Телефон мигнул: 6:45. За стеной кто‑то храпел, в коридоре хлопнула дверь, но в её комнате было почти уютно. Почти — потому что уют, как и всё остальное, приходилось собирать по кусочкам.

На подоконнике стояла шахматная доска. Не сувенирная, а по‑боевому исцарапанная, с потемневшими углами и знакомыми зазубринами на полях — дедовский почерк. Лина провела пальцем по белой клетке e4, как по старому шраму.

«Играй так, чтобы не стыдно было поставить своё имя под партией», — сказал бы он, если бы был здесь. Или уже говорил — столько раз, что слова сами вспоминались по утрам вместо «доброе утро».

— Доброе утро, — всё равно произнесла она вслух, себе и пустой комнате.

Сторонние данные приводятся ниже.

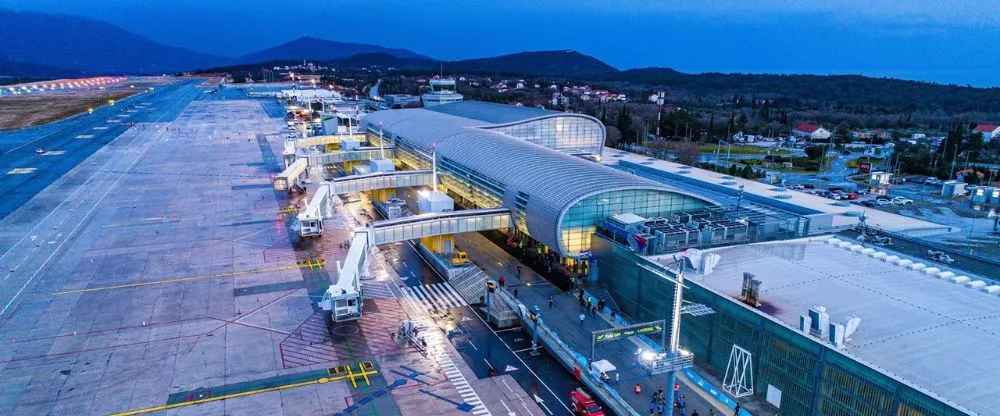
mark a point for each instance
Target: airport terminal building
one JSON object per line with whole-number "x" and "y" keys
{"x": 535, "y": 162}
{"x": 923, "y": 346}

На стуле — стандартный комплект: джинсы, свитер, ботинки. Рыжие волосы она собрала в хвост, не глядя в зеркало: достаточно знать, что нет спутанных узлов и торчащих прядей. Остальное — не приоритет.

Соседка, Мия, застонала, переворачиваясь на другой бок.

— Уже? — промямлила она в подушку. — Зачем ты встаёшь, когда нормальные люди ещё спят?

— Потому что нормальные люди потом жалуются, что опоздали, — ответила Лина, заваривая чай в потрескавшейся кружке с изображением коня. — А я не люблю жаловаться.

— Ты вообще ничего не любишь, кроме своих фигур и книжек, — Мия приоткрыла один глаз. — Мы сегодня в бар идём. Ты идёшь с нами.

— У меня клуб, — Лина поставила кружку на стол рядом с аккуратной стопкой конспектов. — И семинар. И ещё жизнь, которая не оплачивается коктейлями.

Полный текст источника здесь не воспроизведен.